3/10
Disappointed
9 November 2013
Review of Captain Cook, "Obsession and Discovery"

Feminist film-maker is obsessed with the fact that Captain Cook was obsessed — that he was driven to irrational activities that included (1) Circling the Islands of Hawaii before landing there the second time (well, maybe he was mapping them. That's what Captain Cook did, he made maps.) (2) Taking a very long time proceeding slowly up the west coast of North America (Well, maybe he was mapping this too. That's what Captain Cook did!!!) (3) Having passed through the Bering Straits, he spent a lot of time up there in the ice. It made people uncomfortable. (Well, maybe Captain Cook was searching for the North West Passage. That's what he was sent from England for.)

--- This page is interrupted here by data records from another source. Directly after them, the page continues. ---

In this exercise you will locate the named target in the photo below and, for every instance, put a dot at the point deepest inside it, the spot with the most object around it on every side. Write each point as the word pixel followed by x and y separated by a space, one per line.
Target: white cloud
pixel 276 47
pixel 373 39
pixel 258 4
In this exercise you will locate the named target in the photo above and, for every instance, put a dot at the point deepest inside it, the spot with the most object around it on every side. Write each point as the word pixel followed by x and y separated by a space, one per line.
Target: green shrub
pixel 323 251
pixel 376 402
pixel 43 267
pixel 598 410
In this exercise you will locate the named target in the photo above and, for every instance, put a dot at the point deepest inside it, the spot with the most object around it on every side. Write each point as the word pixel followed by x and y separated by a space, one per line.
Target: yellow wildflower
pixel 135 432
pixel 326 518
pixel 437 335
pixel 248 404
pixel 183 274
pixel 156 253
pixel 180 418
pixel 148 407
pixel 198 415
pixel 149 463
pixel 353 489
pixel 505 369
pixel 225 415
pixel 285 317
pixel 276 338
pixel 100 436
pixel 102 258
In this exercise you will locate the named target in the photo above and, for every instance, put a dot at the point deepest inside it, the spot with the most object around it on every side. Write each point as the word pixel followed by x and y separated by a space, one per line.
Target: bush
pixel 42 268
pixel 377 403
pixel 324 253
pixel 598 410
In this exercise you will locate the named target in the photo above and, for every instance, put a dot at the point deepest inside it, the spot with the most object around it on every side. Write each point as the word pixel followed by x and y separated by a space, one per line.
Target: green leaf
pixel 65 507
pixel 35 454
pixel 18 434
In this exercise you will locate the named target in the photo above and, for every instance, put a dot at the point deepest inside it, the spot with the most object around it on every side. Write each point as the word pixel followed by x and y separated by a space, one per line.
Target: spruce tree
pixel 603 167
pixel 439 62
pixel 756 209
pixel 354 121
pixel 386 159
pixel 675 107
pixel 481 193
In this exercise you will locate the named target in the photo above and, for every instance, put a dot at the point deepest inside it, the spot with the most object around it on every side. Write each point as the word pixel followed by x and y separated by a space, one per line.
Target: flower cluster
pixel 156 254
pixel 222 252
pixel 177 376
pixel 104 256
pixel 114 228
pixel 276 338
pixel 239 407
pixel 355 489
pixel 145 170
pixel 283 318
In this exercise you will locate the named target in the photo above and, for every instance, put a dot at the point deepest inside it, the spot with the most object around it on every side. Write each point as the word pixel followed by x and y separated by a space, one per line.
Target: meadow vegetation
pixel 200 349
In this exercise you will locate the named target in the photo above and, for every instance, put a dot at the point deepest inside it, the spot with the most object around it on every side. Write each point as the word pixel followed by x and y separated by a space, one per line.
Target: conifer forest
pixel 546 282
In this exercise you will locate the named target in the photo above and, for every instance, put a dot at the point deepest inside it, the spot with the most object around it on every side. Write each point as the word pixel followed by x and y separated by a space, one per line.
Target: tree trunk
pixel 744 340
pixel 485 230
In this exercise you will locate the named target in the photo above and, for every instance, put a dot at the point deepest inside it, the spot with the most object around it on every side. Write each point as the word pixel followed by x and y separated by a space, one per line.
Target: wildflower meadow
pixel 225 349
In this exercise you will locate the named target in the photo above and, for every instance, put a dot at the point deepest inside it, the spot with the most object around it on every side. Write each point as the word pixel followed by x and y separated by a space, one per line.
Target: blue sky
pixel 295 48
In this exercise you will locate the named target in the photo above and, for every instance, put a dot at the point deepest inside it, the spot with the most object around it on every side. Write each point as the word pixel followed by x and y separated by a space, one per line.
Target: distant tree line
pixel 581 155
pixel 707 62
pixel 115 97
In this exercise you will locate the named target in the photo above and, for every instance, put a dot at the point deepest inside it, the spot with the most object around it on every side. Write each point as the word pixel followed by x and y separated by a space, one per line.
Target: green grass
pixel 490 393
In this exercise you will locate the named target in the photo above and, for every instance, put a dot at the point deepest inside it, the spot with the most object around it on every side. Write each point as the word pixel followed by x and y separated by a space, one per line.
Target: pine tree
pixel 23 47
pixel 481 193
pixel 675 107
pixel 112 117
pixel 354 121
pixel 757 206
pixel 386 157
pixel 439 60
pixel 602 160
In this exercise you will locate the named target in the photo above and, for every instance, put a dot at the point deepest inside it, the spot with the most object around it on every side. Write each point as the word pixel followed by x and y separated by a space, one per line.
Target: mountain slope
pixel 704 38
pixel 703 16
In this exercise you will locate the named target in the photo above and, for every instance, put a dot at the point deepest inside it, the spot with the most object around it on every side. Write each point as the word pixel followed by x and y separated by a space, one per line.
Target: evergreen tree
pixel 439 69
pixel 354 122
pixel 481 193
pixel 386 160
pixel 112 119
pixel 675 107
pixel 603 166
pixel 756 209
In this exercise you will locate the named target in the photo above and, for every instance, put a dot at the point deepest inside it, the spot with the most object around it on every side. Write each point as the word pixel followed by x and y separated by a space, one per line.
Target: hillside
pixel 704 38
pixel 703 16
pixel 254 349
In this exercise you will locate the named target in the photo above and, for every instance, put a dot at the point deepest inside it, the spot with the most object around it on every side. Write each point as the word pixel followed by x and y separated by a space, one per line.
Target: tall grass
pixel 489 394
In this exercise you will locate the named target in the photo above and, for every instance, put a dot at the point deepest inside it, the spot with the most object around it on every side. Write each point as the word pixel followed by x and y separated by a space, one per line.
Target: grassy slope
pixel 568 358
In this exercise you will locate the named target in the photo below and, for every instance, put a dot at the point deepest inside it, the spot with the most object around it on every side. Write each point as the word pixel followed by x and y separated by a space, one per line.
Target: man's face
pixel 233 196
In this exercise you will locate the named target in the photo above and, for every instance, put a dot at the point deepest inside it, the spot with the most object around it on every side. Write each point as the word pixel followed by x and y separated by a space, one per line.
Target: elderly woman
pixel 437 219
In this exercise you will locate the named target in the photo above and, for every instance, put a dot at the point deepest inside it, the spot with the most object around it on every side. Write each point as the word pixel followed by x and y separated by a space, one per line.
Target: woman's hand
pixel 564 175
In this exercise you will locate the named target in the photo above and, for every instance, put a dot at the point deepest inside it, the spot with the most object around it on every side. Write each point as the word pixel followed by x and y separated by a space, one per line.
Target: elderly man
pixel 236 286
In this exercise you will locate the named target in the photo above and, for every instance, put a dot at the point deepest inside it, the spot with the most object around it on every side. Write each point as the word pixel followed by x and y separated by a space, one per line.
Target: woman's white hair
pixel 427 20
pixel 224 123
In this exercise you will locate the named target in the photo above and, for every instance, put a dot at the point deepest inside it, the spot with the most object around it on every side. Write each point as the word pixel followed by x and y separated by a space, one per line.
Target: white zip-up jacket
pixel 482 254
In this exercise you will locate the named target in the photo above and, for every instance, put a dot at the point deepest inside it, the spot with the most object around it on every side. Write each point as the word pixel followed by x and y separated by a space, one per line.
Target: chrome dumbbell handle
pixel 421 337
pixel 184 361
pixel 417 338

Since going to New Zealand, I've read three books about Captain Cook. None of them mentioned anything about his irrational behaviour. Where did this authoress get her new information from, that all previous writers had missed?

She interviewed natives at or near Nootka. These natives said that life was much better before Captain Cook came. Now this was 260 years ago, about 20 generations back. These natives before Captain Cook came were illiterate stone age primitives with no written language.

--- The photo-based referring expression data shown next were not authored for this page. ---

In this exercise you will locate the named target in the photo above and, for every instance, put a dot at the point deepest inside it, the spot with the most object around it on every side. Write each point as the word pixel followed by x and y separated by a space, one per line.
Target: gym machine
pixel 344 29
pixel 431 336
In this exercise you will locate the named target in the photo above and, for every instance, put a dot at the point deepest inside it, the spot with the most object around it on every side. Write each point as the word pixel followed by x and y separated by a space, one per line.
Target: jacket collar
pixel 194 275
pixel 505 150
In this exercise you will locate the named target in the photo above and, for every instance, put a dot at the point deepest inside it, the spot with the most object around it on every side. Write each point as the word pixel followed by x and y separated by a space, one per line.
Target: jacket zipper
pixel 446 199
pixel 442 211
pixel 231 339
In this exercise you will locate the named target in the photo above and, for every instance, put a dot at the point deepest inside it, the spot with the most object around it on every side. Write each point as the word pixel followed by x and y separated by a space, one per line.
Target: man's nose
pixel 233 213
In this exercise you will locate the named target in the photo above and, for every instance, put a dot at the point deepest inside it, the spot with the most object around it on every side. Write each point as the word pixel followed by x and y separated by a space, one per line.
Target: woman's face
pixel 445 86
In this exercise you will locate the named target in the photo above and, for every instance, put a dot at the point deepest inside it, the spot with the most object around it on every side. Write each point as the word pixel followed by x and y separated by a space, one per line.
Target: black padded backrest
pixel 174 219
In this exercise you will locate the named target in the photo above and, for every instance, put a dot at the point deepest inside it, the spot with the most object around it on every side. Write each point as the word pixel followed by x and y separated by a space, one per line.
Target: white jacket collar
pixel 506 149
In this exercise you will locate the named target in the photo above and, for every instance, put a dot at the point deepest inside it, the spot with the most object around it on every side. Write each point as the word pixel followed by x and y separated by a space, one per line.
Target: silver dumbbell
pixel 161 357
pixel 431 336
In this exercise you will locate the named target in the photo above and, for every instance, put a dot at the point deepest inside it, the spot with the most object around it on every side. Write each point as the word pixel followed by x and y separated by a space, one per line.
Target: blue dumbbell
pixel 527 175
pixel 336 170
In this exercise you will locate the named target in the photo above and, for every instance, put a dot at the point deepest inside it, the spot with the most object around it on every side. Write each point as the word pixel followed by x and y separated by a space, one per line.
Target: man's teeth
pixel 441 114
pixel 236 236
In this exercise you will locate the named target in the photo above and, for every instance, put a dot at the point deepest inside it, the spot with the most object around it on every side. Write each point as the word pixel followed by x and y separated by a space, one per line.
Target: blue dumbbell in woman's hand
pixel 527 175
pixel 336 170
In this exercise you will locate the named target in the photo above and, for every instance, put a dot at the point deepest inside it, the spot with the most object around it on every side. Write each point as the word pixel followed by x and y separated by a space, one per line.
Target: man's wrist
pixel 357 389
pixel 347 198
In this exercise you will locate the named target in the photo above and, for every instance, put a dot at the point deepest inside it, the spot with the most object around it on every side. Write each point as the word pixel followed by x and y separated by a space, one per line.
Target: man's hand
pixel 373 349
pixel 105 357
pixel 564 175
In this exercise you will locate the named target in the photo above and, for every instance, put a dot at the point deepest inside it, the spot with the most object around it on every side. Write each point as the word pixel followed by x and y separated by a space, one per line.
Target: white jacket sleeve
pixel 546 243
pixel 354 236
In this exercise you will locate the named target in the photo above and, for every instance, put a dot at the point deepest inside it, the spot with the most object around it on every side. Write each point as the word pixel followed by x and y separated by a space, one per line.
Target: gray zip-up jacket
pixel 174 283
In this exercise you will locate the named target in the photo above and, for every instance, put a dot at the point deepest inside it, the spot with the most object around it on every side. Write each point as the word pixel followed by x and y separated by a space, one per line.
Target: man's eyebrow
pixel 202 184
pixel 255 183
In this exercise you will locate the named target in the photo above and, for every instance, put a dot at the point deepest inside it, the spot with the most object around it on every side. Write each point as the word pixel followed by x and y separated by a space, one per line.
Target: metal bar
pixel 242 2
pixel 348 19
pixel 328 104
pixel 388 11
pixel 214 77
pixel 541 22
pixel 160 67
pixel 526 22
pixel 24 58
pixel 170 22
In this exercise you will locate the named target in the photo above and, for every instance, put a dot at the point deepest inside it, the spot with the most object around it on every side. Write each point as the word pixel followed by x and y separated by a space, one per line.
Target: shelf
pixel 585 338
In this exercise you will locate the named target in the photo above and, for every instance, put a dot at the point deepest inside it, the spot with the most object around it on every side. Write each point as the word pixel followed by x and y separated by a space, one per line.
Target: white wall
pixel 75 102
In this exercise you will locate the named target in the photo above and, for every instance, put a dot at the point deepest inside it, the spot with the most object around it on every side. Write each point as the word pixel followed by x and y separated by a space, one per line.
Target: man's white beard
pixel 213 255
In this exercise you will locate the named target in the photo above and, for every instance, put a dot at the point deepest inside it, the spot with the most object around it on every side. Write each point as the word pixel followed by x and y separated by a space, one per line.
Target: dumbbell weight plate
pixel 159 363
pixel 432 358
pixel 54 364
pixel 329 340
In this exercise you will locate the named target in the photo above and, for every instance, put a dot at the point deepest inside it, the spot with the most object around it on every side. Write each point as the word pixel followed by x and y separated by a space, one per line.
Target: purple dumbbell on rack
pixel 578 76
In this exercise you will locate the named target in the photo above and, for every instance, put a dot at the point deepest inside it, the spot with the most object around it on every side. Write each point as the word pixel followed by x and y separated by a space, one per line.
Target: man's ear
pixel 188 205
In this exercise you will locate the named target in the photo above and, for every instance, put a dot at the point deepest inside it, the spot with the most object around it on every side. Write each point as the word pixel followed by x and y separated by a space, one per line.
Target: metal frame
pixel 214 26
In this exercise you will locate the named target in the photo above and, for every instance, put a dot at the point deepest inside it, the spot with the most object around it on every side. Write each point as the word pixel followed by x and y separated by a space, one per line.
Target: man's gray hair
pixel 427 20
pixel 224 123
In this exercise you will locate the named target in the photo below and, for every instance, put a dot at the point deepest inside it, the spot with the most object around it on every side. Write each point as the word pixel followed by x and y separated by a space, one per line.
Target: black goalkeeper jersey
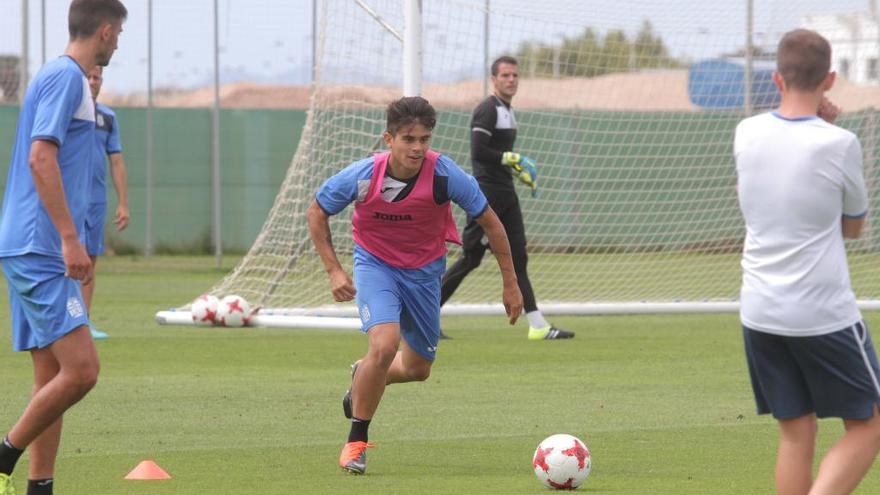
pixel 493 131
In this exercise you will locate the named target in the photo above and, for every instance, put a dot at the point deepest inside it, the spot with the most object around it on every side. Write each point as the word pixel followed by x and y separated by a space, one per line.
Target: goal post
pixel 628 108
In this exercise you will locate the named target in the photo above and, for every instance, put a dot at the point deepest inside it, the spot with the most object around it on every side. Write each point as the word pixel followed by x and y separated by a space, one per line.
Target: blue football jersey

How did these natives being interviewed know what life was like before Captain Cook came? When they were saying that life was better before Captain Cook came, they were standing in front of house made with sawed timber ... timber sawed in sawmills run with the white man's steel saws. They weren't standing in front of leaky drafty "long-houses" made with rough hewn lumber painstakingly drawn out with stone adzes. They were wearing clothing made on the white man's looms and cotton mills, not hand sewn clothing made from pine needles or the bast fibres from yellow cedar. If life was better before Captain Cook came, why aren't they building houses the same way and wearing clothes made in the traditional style.

The interviewer under heavy questioning forced the native woman to admit that the natives suffered as a result of Captain Cook's visit, indeed, the women were raped. The native woman being interviewed had great insight into what happened twenty generations ago. The Cooks ship's surgeon described the faces of the native people as "plentifully daubed over with read oaker, Soot, and other dirt, which rendered them perfectly disgusting to us."